Old-time copy editors insisted that flak was the word that means "criticism; hostile reaction." Flak originally was World War II slang for anti-aircraft fire, derived, according to Paul Dickson's "War Slang," from "the German Fliegerabwehrkanone (a gun used to drive off aircraft)." By extension, flak came to mean verbal enemy fire too.

Random House more or less agrees with Dickson on the origin of flak, but it also says that flack is now an acceptable alternate spelling. Flack originally was a "sometimes disparaging" slang term for a publicist, a PR man. The same copy editors who insisted on the flak spelling for "abuse" were scornful of flacks, largely because the flacks made more money than the editors. Random House says that flack dates from 1935-40 — making it the same age as flak — and is "said to be after Gene Flack, a movie publicity agent."

A news magazine reported that an actor slapped a Ukrainian journalist who'd tried to kiss him and then said "He's lucky I didn't sucker punch him." A drama review in the same issue said: "High-concept versions of Shakespeare don't always succeed, but once this one gets rolling, you'll feel it like a sucker punch."

As every storm became a firestorm, and every start a jump start, it now seems that every punch is becoming a sucker punch. That term used to be applied exclusively to a sneak attack, a punch thrown while the other party was unsuspecting, maybe even reaching out to shake hands. Now, even a punch thrown in heated battle might be called a sucker punch, and the term seems to refer to severity as much as surprise.

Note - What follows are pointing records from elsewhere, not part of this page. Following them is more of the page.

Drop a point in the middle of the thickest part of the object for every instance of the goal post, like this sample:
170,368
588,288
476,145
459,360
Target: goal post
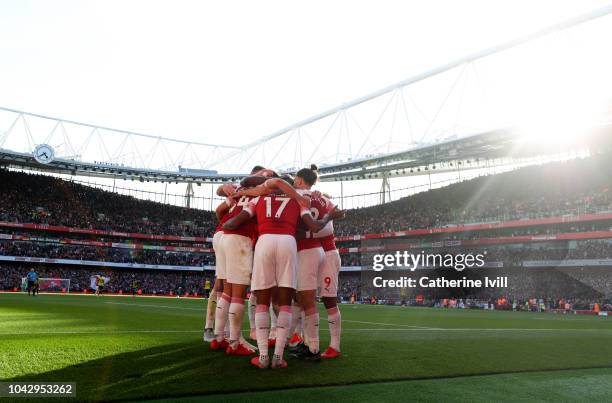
61,285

The on-line Urban Dictionary says that a sucker punch "primarily involves a closed fist contacting the soft underbelly of a person (beneath the rib cage) at a high velocity, causing the ensuing force to press upward on the victim's diaphragm, leading to a sudden expulsion of air from the victim's mouth and lungs. This opening blow leaves the victim open to various other attacks ..."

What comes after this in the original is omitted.